“What is your valuation?”
As an angel investor, this is one of my first questions when talking to founders for a potential investment. And often, I hear numbers that are either too low or very high.
For instance, a founder who had graduated from an elite business school recently told me his early-stage fintech firm was worth $50 million. The startup had two employees who were both in business school full time. There was no IP, no MVP and the founder had only a general idea of the go-to-market strategy. I ended the meeting soon afterward, because the factors they used to arrive at the valuation had no basis in reality.
Another CEO I spoke with had a game-changing product, sizable total available market (TAM), successful betas, some product sales, an impressive team and a well thought out go-to-market strategy. When this founder said the business was worth $500,000, I advised her to reconsider her valuation because it was extremely low.
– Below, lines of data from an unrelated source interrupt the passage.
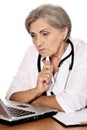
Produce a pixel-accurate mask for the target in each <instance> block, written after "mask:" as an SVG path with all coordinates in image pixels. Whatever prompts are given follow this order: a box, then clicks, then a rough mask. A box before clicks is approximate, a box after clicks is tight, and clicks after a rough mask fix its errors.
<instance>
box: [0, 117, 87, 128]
mask: <svg viewBox="0 0 87 130" xmlns="http://www.w3.org/2000/svg"><path fill="white" fill-rule="evenodd" d="M0 130H87V126H78V127H69V128H66V127H63V126H62V125H60V124H59V123H57V122H56V121H54V120H53V119H52V118H45V119H40V120H37V121H33V122H28V123H22V124H18V125H15V126H7V125H4V124H1V123H0Z"/></svg>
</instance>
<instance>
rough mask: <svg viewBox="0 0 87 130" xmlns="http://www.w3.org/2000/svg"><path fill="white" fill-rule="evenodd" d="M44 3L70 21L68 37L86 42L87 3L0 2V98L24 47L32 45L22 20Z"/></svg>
mask: <svg viewBox="0 0 87 130" xmlns="http://www.w3.org/2000/svg"><path fill="white" fill-rule="evenodd" d="M43 3H45V4H46V3H52V4H55V5H56V4H57V5H61V6H62V7H63V8H64V9H65V10H66V11H67V13H68V14H69V16H70V18H71V21H72V33H71V36H72V37H73V38H80V39H83V40H84V41H85V42H87V15H86V12H87V6H86V0H0V98H3V97H5V94H6V91H7V89H8V88H9V86H10V84H11V81H12V79H13V77H14V75H15V74H16V72H17V70H18V67H19V65H20V63H21V61H22V59H23V56H24V54H25V51H26V49H27V47H28V46H29V45H30V44H32V42H31V38H30V36H29V35H28V33H27V31H26V29H25V25H24V21H25V18H26V16H27V15H28V13H29V12H30V11H31V10H32V9H33V8H35V7H37V6H38V5H41V4H43Z"/></svg>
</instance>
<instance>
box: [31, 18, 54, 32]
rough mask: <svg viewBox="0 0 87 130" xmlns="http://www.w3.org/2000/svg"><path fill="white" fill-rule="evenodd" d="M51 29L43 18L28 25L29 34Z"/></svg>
mask: <svg viewBox="0 0 87 130" xmlns="http://www.w3.org/2000/svg"><path fill="white" fill-rule="evenodd" d="M52 28H53V27H52V26H51V25H50V24H49V23H48V22H47V21H46V20H45V19H43V18H39V19H38V20H36V21H35V22H33V23H31V25H30V32H35V31H37V30H38V31H41V30H43V29H52Z"/></svg>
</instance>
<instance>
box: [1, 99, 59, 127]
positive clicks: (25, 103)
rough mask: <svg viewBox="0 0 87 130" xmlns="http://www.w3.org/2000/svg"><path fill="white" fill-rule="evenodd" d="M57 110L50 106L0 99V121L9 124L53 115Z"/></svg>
mask: <svg viewBox="0 0 87 130" xmlns="http://www.w3.org/2000/svg"><path fill="white" fill-rule="evenodd" d="M57 112H58V111H57V110H55V109H51V108H48V107H40V106H35V105H31V104H26V103H20V102H16V101H12V100H7V99H4V100H1V99H0V123H4V124H7V125H15V124H19V123H25V122H29V121H34V120H37V119H42V118H47V117H51V116H53V115H55V114H56V113H57Z"/></svg>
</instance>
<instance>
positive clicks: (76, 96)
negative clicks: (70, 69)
mask: <svg viewBox="0 0 87 130" xmlns="http://www.w3.org/2000/svg"><path fill="white" fill-rule="evenodd" d="M71 41H72V43H73V46H74V65H73V69H72V70H71V72H70V71H69V65H70V63H71V57H69V58H68V59H67V60H65V61H64V62H63V63H62V65H61V66H60V68H59V70H58V72H57V73H56V74H55V76H54V79H55V84H54V86H53V87H52V85H51V86H50V88H49V89H48V90H47V95H50V92H51V91H53V92H54V94H55V95H56V100H57V102H58V103H59V104H60V106H61V107H62V108H63V109H64V110H65V112H74V111H77V110H80V109H82V108H84V107H86V106H87V44H86V43H85V42H83V41H82V40H78V39H71ZM70 51H71V46H70V45H68V48H67V50H66V52H65V53H64V55H63V56H62V58H63V57H65V56H66V55H67V54H69V52H70ZM37 58H38V52H37V50H36V48H35V47H34V46H30V47H29V48H28V50H27V52H26V54H25V56H24V59H23V61H22V63H21V65H20V68H19V70H18V73H17V74H16V76H15V77H14V79H13V81H12V83H11V86H10V88H9V90H8V91H7V95H6V98H7V99H9V97H10V96H11V94H13V93H14V92H18V91H24V90H28V89H32V88H34V87H35V86H36V82H37V75H38V69H37ZM42 65H43V64H42V63H41V66H42ZM55 77H56V78H55Z"/></svg>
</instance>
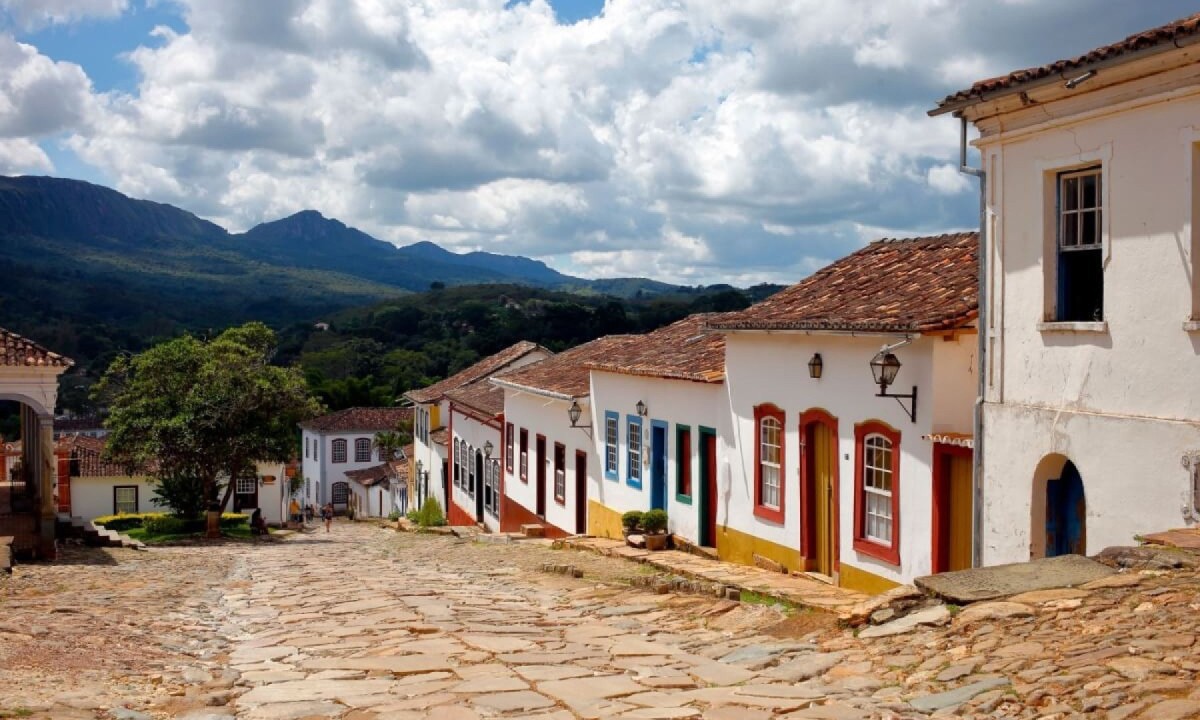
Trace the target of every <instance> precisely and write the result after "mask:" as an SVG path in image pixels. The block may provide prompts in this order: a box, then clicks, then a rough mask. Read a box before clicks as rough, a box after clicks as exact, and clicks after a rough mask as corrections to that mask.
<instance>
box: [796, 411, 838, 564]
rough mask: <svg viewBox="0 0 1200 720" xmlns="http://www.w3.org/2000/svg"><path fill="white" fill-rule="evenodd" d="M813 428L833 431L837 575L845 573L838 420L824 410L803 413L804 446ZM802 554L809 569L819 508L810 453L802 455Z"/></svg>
mask: <svg viewBox="0 0 1200 720" xmlns="http://www.w3.org/2000/svg"><path fill="white" fill-rule="evenodd" d="M810 425H824V426H826V427H828V428H829V436H830V442H832V450H833V457H832V458H829V461H830V463H832V464H830V467H829V473H830V484H832V485H833V488H832V492H833V509H832V516H830V518H829V522H830V523H833V569H834V571H835V572H836V571H838V570H839V569H841V535H840V529H841V494H840V488H841V476H840V475H841V472H840V470H841V463H840V462H838V456H839V437H838V419H836V418H834V416H833V415H832V414H830V413H829V412H828V410H824V409H822V408H810V409H808V410H804V412H803V413H800V421H799V430H800V432H799V438H800V446H802V448H806V445H808V432H809V426H810ZM799 458H800V554H802V556H804V562H805V565H812V564H814V563H812V559H811V558H812V552H814V546H815V545H816V508H814V503H812V496H814V493H815V492H816V488H815V486H814V481H812V463H814V462H815V458H814V457H812V456H810V455H809V454H808V452H803V451H802V452H800V455H799Z"/></svg>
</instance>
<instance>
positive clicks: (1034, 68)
mask: <svg viewBox="0 0 1200 720" xmlns="http://www.w3.org/2000/svg"><path fill="white" fill-rule="evenodd" d="M1198 41H1200V13H1196V14H1193V16H1188V17H1186V18H1181V19H1178V20H1175V22H1172V23H1168V24H1165V25H1160V26H1158V28H1152V29H1150V30H1142V31H1141V32H1135V34H1134V35H1130V36H1129V37H1126V38H1124V40H1122V41H1120V42H1115V43H1112V44H1106V46H1103V47H1099V48H1096V49H1094V50H1090V52H1087V53H1084V54H1082V55H1079V56H1078V58H1069V59H1066V60H1057V61H1055V62H1050V64H1048V65H1039V66H1037V67H1028V68H1025V70H1018V71H1015V72H1010V73H1008V74H1004V76H1000V77H995V78H989V79H986V80H979V82H978V83H976V84H973V85H971V86H970V88H967V89H966V90H960V91H959V92H955V94H953V95H949V96H947V97H944V98H943V100H942V101H941V102H938V103H937V107H936V108H934V109H932V110H930V113H929V114H930V115H941V114H944V113H950V112H954V110H958V109H961V108H964V107H966V106H970V104H974V103H977V102H982V101H986V100H994V98H997V97H1002V96H1004V95H1012V94H1014V92H1019V91H1022V90H1025V89H1027V88H1030V86H1033V85H1039V84H1045V83H1058V82H1067V80H1070V79H1073V78H1078V77H1080V76H1081V74H1084V73H1086V72H1087V71H1096V70H1100V68H1103V67H1105V66H1110V65H1117V64H1121V62H1127V61H1130V60H1133V59H1134V58H1136V56H1139V55H1144V54H1152V53H1160V52H1168V50H1171V49H1174V48H1176V47H1183V44H1187V43H1193V42H1198Z"/></svg>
Many investors would not offer this kind of advice to a founder they had just met, but because the startup had potential, I encouraged the founder to redo her homework.
What is “valuation”?
A startup’s valuation denotes what it is worth at a given point in time. Factors that make up the valuation include the development stage of the product or service; proof-of-concept in its market; the CEO and their team; valuations of peers or similar startups; existing strategic relationships and customers; and sales.
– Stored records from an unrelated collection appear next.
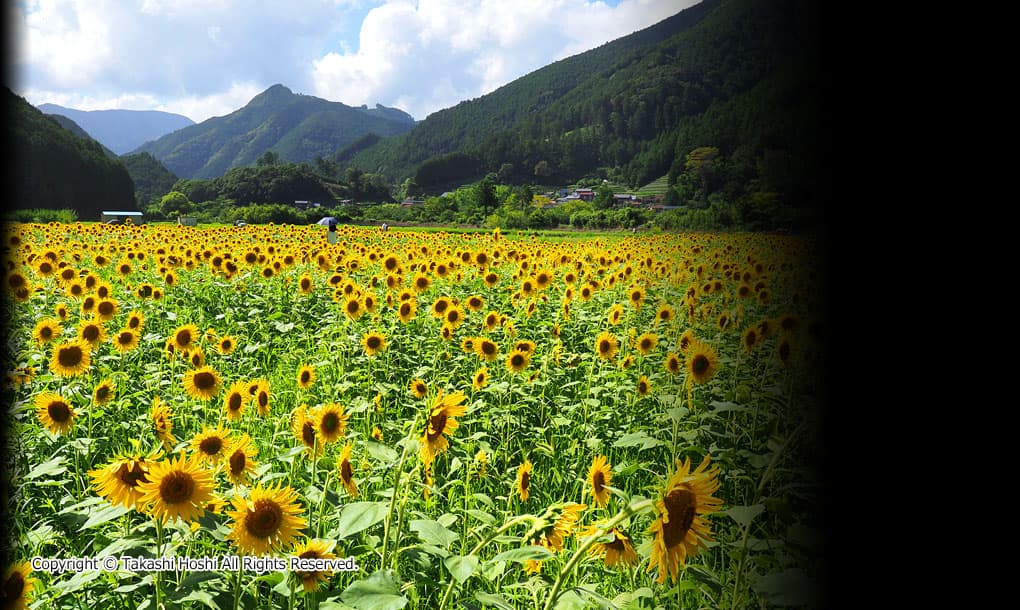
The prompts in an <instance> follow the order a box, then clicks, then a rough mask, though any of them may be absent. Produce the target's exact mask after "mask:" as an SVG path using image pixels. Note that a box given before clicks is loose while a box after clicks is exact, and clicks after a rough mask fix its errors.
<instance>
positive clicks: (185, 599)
mask: <svg viewBox="0 0 1020 610" xmlns="http://www.w3.org/2000/svg"><path fill="white" fill-rule="evenodd" d="M177 601H181V602H201V603H202V604H204V605H205V606H206V607H207V608H212V610H219V606H217V605H216V602H214V601H213V600H212V596H211V595H209V593H208V592H206V591H202V590H201V589H197V590H195V591H193V592H191V593H189V594H188V597H184V598H181V599H180V600H177Z"/></svg>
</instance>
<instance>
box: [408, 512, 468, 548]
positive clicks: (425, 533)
mask: <svg viewBox="0 0 1020 610" xmlns="http://www.w3.org/2000/svg"><path fill="white" fill-rule="evenodd" d="M409 526H410V528H411V531H416V532H418V538H420V539H421V541H422V542H424V543H428V544H432V545H436V546H437V547H441V548H443V549H447V548H449V547H450V545H451V544H453V543H454V542H456V541H457V539H459V538H460V536H459V535H457V532H456V531H450V530H449V529H447V528H446V527H444V526H443V525H442V524H441V523H440V522H438V521H432V520H424V519H416V520H413V521H411V522H410V523H409Z"/></svg>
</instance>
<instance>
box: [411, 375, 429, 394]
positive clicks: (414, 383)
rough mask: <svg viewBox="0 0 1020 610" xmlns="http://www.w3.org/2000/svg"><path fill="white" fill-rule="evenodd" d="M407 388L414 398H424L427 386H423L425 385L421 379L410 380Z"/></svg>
mask: <svg viewBox="0 0 1020 610" xmlns="http://www.w3.org/2000/svg"><path fill="white" fill-rule="evenodd" d="M409 388H410V390H411V394H413V395H414V397H415V398H424V397H425V394H426V393H427V392H428V386H425V383H424V382H422V380H421V379H412V380H411V384H410V386H409Z"/></svg>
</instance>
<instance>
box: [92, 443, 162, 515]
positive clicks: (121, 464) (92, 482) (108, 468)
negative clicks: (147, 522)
mask: <svg viewBox="0 0 1020 610" xmlns="http://www.w3.org/2000/svg"><path fill="white" fill-rule="evenodd" d="M159 458H160V454H159V453H156V454H154V455H149V456H140V455H134V456H120V457H117V458H116V459H114V460H113V461H112V462H110V463H109V464H106V465H105V466H103V467H102V468H97V469H95V470H90V471H89V476H90V477H92V485H93V487H94V488H95V489H96V493H97V494H99V495H100V496H102V497H103V498H105V499H106V501H107V502H109V503H110V504H112V505H113V506H123V507H125V508H136V507H138V502H139V500H141V498H142V492H141V491H140V490H139V489H138V486H139V485H140V484H143V482H145V481H147V480H149V478H148V475H149V467H150V466H152V464H154V463H156V460H158V459H159Z"/></svg>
While there is no exact science for figuring out how much money you’ll need down the road, certain sectors and industries have patterns you can look for.
Entrepreneurs typically value their startup when raising capital, or while giving shares to their team, board members and advisers. Having an accurate valuation of your startup is critical, because if you overvalue it, investors likely won’t give you any money.
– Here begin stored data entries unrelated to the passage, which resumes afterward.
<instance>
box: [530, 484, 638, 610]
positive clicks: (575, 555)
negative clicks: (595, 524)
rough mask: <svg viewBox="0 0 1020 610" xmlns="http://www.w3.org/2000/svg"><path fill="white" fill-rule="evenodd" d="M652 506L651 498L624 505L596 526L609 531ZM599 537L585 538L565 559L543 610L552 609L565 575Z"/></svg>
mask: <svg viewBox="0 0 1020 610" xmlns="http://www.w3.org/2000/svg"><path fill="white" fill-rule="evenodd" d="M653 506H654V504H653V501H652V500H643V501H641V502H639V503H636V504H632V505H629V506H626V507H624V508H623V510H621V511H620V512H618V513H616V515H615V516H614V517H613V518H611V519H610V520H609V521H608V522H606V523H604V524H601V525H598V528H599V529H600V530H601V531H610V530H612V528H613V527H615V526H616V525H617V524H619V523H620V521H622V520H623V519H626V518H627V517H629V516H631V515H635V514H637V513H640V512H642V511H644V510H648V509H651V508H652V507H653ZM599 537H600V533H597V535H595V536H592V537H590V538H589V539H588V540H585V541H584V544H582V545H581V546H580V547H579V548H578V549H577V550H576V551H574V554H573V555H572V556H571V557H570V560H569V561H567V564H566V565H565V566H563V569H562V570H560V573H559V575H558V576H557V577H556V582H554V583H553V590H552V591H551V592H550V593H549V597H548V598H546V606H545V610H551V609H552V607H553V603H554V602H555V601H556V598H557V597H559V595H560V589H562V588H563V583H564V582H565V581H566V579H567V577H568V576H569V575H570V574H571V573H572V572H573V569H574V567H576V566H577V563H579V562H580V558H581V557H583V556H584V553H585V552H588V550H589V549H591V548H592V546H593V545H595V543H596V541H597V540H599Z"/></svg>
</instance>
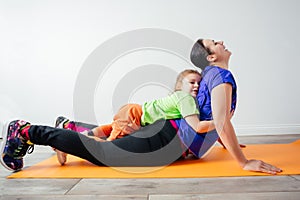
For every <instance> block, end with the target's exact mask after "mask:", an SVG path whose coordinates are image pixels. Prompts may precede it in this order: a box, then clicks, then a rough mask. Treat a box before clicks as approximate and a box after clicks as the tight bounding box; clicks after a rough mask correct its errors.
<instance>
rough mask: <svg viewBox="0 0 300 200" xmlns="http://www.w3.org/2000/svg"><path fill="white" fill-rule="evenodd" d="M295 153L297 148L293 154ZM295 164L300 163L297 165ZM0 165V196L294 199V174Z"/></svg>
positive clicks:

On the other hand, undervaluing your startup means you’re giving up a lot of equity for less money, or you’re undervaluing what you have built so far.
It’s more art than science
There isn’t a straightforward formula to follow when valuing your startup. Because most startups can’t really prove their commercial success at a large scale, valuations take into account the nature of the product or service, projections for the business and the TAM.
You may have heard that valuation is more of an art than a science, and it’s often true — startups often don’t have enough concrete data at the early stage and face a range of risk factors that could change the course of the business. Many traditional valuation methods, such as discounted cash flow, aren’t as useful for valuing early-stage startups. This means investors have to gauge other factors that aren’t so easily measured.